Hermione nestled into her mate, purring softly, both sets of her arms working to entice her mate's attention. "Did you plan for that potion we drank before our coupling to produce healing and nutritive potions to come from our highly enthusiastic, facehugging children?"
"Pity it only works on organisms with no mutations," Severus replied, giving a heavy, mental sigh.
"Oh, I'm sure you are so unhappy, Severus," Hermione nudged him.
"I will keep working on the original intention to protect the villagers from our children," he said.
Hermione nuzzled him. "I would expect no less of you, my love. You are… a most wonderful mate. And you smell really fantastic right now."
Severus hissed in clear approval. "Shall we make a few more test batches, love? We seem to have a conveniently indisposed test subject waiting with bated breath for our children's loving facial embrace."
Hermione snuggled up to him. "Yes, please."
The nearby drones and warriors quickly scampered out of the royal chamber, obeying their queen's silent command to vacate the premises.
"Severus?"
"Yes, my most glorious queen?"
"What did you name your new potion?"
Severus gave her a many-fanged grin. "Karma's a Bitch."

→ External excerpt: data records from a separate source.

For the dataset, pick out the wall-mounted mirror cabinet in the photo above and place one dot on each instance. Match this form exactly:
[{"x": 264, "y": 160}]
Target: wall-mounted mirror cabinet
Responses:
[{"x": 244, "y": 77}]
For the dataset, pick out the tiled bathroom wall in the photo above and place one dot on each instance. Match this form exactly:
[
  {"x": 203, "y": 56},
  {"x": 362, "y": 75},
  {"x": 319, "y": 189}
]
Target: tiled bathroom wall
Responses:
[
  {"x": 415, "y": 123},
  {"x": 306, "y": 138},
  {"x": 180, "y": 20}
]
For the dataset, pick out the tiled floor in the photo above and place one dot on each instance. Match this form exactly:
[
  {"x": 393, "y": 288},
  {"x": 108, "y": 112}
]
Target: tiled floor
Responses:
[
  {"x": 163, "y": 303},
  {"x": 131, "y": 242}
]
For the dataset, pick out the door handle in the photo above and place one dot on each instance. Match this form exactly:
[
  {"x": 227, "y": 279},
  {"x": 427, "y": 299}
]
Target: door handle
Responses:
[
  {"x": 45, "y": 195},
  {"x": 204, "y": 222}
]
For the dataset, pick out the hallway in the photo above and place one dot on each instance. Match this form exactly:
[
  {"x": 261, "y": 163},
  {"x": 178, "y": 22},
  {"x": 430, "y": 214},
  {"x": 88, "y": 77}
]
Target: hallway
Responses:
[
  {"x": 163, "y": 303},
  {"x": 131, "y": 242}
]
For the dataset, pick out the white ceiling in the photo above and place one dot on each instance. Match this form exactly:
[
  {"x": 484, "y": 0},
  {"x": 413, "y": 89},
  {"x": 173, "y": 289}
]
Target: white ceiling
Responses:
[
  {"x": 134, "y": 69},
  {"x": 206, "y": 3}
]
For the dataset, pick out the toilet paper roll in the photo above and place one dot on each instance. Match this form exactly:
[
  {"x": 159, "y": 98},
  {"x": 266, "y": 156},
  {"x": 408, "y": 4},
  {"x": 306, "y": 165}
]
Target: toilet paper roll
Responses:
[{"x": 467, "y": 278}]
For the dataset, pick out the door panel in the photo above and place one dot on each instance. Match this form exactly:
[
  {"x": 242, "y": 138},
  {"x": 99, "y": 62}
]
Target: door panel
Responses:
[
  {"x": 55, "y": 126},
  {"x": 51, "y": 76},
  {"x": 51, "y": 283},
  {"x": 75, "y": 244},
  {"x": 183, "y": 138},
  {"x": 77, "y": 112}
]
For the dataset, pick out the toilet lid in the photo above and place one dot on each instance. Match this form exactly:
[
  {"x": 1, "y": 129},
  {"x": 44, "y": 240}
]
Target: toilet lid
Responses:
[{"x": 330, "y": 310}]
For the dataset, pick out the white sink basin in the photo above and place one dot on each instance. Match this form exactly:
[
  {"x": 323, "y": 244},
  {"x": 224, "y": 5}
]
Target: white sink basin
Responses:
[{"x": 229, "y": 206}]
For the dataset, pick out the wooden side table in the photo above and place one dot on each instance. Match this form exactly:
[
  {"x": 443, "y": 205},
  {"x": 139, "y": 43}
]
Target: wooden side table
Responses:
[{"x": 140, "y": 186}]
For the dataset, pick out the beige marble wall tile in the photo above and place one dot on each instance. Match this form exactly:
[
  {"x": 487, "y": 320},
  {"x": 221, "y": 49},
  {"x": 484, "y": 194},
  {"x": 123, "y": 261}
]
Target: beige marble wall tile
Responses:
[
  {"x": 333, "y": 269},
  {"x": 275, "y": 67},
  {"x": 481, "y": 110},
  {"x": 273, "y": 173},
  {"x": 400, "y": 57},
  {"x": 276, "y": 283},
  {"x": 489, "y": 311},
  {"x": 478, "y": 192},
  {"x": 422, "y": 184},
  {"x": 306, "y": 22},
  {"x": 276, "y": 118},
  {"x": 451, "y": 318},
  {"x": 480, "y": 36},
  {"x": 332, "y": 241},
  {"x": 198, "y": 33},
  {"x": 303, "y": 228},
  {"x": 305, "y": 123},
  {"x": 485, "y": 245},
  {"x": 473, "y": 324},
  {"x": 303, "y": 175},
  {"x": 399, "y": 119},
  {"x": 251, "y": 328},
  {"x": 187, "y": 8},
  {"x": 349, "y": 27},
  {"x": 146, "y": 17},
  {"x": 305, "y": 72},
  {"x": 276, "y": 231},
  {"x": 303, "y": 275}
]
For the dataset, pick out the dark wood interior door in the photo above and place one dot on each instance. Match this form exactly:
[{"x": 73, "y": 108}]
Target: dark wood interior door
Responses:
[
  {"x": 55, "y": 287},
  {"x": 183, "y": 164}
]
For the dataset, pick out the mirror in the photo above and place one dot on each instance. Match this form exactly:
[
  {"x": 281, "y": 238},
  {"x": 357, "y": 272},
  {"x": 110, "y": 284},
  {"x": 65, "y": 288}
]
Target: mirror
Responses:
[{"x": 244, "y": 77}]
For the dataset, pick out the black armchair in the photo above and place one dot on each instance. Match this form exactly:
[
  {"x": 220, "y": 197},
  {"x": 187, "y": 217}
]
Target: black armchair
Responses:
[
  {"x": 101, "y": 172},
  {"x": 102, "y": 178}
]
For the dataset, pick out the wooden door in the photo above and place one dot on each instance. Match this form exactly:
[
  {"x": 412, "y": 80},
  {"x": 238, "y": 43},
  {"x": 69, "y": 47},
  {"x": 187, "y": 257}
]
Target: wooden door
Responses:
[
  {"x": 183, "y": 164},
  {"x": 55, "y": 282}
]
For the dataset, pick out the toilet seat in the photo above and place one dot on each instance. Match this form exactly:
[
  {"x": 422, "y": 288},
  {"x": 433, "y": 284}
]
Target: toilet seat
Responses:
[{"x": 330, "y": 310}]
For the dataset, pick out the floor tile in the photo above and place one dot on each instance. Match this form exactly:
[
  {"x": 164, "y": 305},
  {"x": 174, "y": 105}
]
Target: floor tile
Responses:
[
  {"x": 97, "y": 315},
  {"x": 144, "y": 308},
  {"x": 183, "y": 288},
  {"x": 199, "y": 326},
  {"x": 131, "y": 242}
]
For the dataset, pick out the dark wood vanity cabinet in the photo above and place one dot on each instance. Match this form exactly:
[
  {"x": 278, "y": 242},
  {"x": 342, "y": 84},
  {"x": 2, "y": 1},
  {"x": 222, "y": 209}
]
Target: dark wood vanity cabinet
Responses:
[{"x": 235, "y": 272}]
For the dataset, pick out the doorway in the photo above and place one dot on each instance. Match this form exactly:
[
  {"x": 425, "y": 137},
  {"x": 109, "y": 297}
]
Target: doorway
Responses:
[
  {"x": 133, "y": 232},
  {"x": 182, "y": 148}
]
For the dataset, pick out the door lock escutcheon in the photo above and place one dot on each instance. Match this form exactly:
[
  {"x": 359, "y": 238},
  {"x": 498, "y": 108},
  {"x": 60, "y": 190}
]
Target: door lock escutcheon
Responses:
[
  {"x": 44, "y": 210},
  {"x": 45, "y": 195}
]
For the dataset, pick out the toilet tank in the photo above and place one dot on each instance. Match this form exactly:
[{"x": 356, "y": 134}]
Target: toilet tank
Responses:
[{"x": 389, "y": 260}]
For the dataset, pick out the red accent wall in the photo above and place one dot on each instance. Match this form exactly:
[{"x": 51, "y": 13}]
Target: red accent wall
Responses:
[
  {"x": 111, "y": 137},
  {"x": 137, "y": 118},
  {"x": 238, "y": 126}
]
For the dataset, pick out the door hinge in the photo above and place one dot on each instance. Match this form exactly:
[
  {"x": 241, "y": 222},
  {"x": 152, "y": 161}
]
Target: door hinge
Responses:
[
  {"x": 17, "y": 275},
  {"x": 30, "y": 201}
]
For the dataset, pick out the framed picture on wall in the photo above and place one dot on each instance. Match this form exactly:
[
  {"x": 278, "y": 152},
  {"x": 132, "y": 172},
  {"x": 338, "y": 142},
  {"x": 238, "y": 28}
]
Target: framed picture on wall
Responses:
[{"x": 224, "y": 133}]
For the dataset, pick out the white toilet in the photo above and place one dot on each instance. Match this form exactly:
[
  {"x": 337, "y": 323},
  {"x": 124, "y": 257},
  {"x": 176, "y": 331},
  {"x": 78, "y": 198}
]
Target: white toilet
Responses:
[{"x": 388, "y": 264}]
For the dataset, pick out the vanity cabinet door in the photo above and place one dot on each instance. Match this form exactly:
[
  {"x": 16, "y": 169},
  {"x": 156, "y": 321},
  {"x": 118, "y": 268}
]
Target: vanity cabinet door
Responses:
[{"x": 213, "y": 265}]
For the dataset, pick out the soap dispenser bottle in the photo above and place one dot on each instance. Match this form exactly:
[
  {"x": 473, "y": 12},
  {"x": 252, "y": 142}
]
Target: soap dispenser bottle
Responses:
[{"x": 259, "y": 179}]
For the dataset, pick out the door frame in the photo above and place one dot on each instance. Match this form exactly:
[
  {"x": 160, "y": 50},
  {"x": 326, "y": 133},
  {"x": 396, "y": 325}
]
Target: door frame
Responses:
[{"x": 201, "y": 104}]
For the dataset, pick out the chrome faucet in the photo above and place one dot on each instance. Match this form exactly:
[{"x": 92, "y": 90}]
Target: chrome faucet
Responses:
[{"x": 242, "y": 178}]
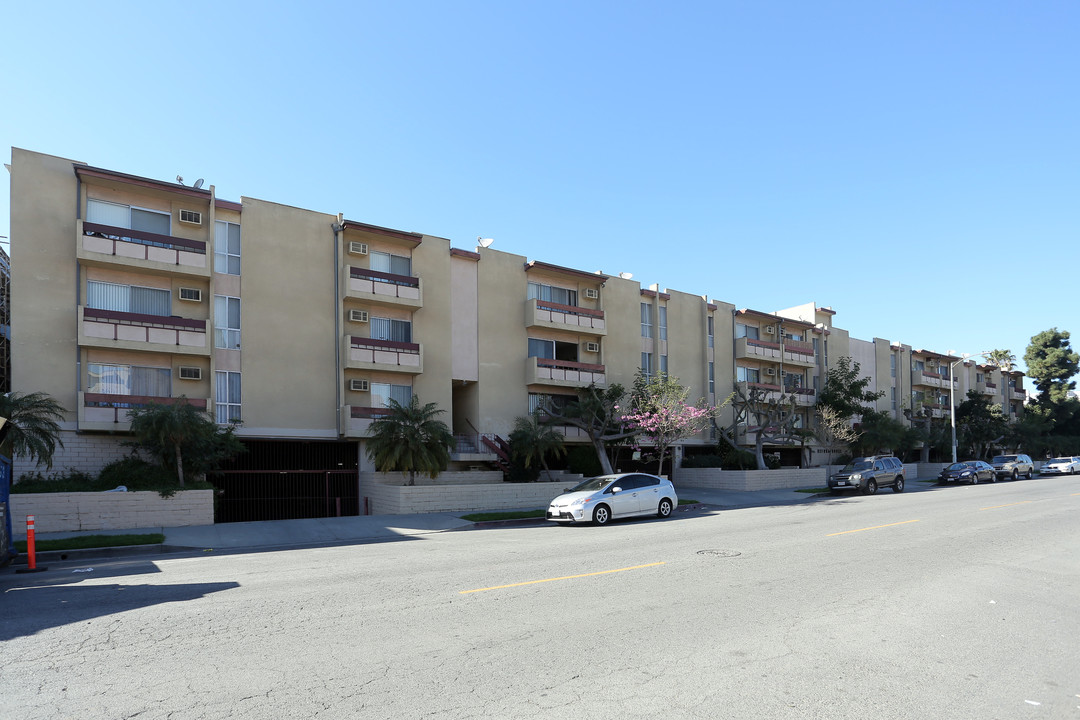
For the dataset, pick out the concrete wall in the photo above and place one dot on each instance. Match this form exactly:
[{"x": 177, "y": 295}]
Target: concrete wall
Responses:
[{"x": 67, "y": 512}]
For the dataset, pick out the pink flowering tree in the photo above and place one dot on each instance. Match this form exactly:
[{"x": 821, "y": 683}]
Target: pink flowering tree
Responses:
[{"x": 661, "y": 413}]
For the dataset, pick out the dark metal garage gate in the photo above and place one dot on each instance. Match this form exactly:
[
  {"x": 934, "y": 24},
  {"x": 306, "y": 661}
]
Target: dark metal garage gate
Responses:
[{"x": 286, "y": 479}]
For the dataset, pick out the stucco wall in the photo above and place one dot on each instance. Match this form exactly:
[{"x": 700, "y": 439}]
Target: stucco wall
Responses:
[{"x": 67, "y": 512}]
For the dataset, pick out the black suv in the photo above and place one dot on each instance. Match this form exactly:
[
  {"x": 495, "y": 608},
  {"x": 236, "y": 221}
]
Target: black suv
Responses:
[{"x": 868, "y": 474}]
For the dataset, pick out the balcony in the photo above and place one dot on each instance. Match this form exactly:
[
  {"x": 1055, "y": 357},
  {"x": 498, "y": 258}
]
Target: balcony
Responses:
[
  {"x": 553, "y": 315},
  {"x": 564, "y": 374},
  {"x": 110, "y": 246},
  {"x": 382, "y": 288},
  {"x": 372, "y": 354},
  {"x": 100, "y": 411},
  {"x": 125, "y": 330},
  {"x": 928, "y": 379}
]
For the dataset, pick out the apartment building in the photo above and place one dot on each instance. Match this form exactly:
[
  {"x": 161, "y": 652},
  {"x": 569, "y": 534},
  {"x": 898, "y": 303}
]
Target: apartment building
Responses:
[{"x": 301, "y": 325}]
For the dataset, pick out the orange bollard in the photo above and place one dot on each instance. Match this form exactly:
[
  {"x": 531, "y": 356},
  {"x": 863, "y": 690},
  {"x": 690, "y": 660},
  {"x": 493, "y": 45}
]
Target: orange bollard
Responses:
[{"x": 31, "y": 551}]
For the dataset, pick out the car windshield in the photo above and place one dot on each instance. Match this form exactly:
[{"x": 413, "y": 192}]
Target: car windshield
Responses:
[{"x": 592, "y": 484}]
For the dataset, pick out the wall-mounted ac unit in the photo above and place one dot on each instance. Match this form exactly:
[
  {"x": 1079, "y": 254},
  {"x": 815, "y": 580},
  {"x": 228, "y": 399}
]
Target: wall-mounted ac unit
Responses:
[
  {"x": 191, "y": 217},
  {"x": 189, "y": 372}
]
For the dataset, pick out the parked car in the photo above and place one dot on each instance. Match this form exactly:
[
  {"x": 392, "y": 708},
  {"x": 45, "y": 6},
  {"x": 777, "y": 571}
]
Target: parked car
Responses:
[
  {"x": 602, "y": 499},
  {"x": 868, "y": 474},
  {"x": 1013, "y": 466},
  {"x": 1061, "y": 466},
  {"x": 970, "y": 471}
]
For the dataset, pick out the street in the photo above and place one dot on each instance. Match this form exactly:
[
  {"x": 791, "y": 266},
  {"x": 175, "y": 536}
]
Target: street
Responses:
[{"x": 956, "y": 602}]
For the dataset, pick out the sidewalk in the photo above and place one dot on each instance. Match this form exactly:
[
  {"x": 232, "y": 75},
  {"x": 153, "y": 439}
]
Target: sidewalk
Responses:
[{"x": 277, "y": 534}]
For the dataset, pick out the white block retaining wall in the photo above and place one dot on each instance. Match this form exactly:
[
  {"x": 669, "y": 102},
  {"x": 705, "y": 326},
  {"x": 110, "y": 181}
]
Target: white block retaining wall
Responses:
[{"x": 66, "y": 512}]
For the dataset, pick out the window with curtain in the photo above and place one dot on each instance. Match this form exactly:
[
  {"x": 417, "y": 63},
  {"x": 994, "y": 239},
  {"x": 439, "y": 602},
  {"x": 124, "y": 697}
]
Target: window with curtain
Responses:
[
  {"x": 393, "y": 263},
  {"x": 383, "y": 392},
  {"x": 227, "y": 408},
  {"x": 397, "y": 330},
  {"x": 226, "y": 322},
  {"x": 130, "y": 380},
  {"x": 227, "y": 247},
  {"x": 129, "y": 298}
]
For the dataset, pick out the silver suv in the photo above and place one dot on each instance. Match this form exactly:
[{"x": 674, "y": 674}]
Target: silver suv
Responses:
[
  {"x": 1013, "y": 466},
  {"x": 868, "y": 474}
]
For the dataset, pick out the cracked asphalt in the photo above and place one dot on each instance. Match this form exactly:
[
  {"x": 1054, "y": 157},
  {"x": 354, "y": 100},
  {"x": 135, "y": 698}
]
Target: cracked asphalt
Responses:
[{"x": 956, "y": 603}]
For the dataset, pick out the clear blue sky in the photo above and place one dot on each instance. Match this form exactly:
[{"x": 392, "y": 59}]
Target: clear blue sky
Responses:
[{"x": 915, "y": 165}]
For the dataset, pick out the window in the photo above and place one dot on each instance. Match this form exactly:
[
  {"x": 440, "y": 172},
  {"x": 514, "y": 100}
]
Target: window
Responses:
[
  {"x": 125, "y": 216},
  {"x": 383, "y": 392},
  {"x": 747, "y": 331},
  {"x": 396, "y": 330},
  {"x": 747, "y": 374},
  {"x": 130, "y": 380},
  {"x": 561, "y": 296},
  {"x": 227, "y": 397},
  {"x": 226, "y": 322},
  {"x": 227, "y": 247},
  {"x": 396, "y": 265},
  {"x": 129, "y": 298}
]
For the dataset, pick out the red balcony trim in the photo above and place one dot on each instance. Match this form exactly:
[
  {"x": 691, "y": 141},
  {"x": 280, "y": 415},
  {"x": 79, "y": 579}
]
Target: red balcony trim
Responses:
[
  {"x": 383, "y": 276},
  {"x": 139, "y": 318},
  {"x": 572, "y": 310},
  {"x": 110, "y": 399},
  {"x": 383, "y": 344},
  {"x": 143, "y": 238},
  {"x": 568, "y": 365}
]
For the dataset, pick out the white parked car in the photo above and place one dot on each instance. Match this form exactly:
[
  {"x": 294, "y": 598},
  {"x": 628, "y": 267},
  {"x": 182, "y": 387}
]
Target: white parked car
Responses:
[
  {"x": 1061, "y": 466},
  {"x": 602, "y": 499}
]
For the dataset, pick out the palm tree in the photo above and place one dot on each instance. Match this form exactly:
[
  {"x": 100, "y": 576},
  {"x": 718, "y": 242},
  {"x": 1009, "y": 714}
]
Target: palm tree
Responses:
[
  {"x": 409, "y": 439},
  {"x": 535, "y": 440},
  {"x": 32, "y": 429}
]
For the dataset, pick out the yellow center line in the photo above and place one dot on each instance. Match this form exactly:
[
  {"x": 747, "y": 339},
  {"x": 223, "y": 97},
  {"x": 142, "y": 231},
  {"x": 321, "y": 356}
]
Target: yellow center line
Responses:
[
  {"x": 551, "y": 580},
  {"x": 874, "y": 528},
  {"x": 1024, "y": 502}
]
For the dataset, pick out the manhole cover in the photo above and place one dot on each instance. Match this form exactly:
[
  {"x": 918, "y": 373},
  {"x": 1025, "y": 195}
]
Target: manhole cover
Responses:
[{"x": 720, "y": 553}]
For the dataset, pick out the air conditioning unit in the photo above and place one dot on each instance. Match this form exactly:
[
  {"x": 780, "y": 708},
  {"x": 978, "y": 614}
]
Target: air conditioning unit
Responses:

Hermione let out a piercing shriek of alien laughter as she accepted her mate's coupling, drowning out the continual piteous, whimpering screams of He-Who-Was-Karma's-Bitch.
The End
(Really, I mean it this time.)
Facehuggers dressed as plush spiders:
Yay! Happy ending!
Well… for most of them, anyway.
Not for Ron.
Yeah, definitely not for Ron.
Mummy says our hugs are the best!
We should go hug his face some more.
He really looks like he needs a hug, doesn't he?
Oh, me first!
Hey, I wanted to go first!
Get in line!
Oi, wait for me!
SCCHHHHLLLUCK!
Damn, now we all have to wait our turn.
Watch your language. Mummy doesn't like us cursing.
Let's go prank Uncle George.
Okay!
The facehuggers scurry off into the depths of the hive.